What educators need to know

The DOE uses four main criteria to distinguish distance education (which we would call asynchronous online courses) from correspondence courses, with the most pertinent being: “There should be predictable and regular interaction between a student and an instructor, prior to the student’s completion of the course, including the prompt and proactive engagement in substantive interaction with the student when needed, including upon request by the student.”

MSU Denver already incorporates these requirements into the Peer Review for Online Course Excellence Subcommittee (PROCES) Online Course Design Standards. These course-design standards are applicable to courses developed in collaboration with the Center for Teaching, Learning and Design and for instructors working on their own to develop or improve online courses.

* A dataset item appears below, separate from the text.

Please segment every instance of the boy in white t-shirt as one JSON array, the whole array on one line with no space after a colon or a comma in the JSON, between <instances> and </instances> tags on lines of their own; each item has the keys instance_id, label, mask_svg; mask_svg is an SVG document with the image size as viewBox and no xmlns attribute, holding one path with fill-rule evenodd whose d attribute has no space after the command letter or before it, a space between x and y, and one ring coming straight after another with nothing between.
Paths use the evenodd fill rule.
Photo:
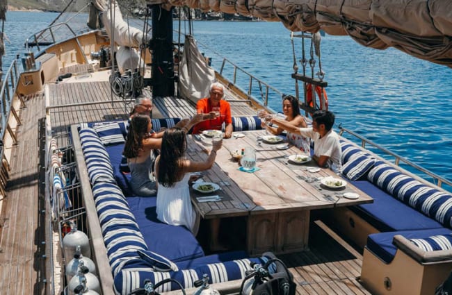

The good news is that faculty members who have already completed the Center for Teaching, Learning and Design design process are likely within the Regular and Substantive Interactions rules for online courses.

Not sure how to ensure that a course meets the requirements or how the CTLD can help? Now is an excellent time to connect with online-program-development managers to learn how the Office of Online Learning and the CTLD can support you.

  • Faculty members in the College of Business and the College of Liberal Arts and Sciences should contact KC Coburn at
  • Faculty members in the Schools of Education and Hospitality and the College of Health and Applied Sciences should contact Haley Kline Murphy at

The CTLD also provides virtual and in-person drop-in support hours for faculty members to connect with Instructional Design support staff. Instructors looking for direct help with Canvas, Teams, smaller questions about Regular and Substantive Interaction or other tools related to online teaching and learning can find more information about those services on the CTLD’s drop-in-support webpage.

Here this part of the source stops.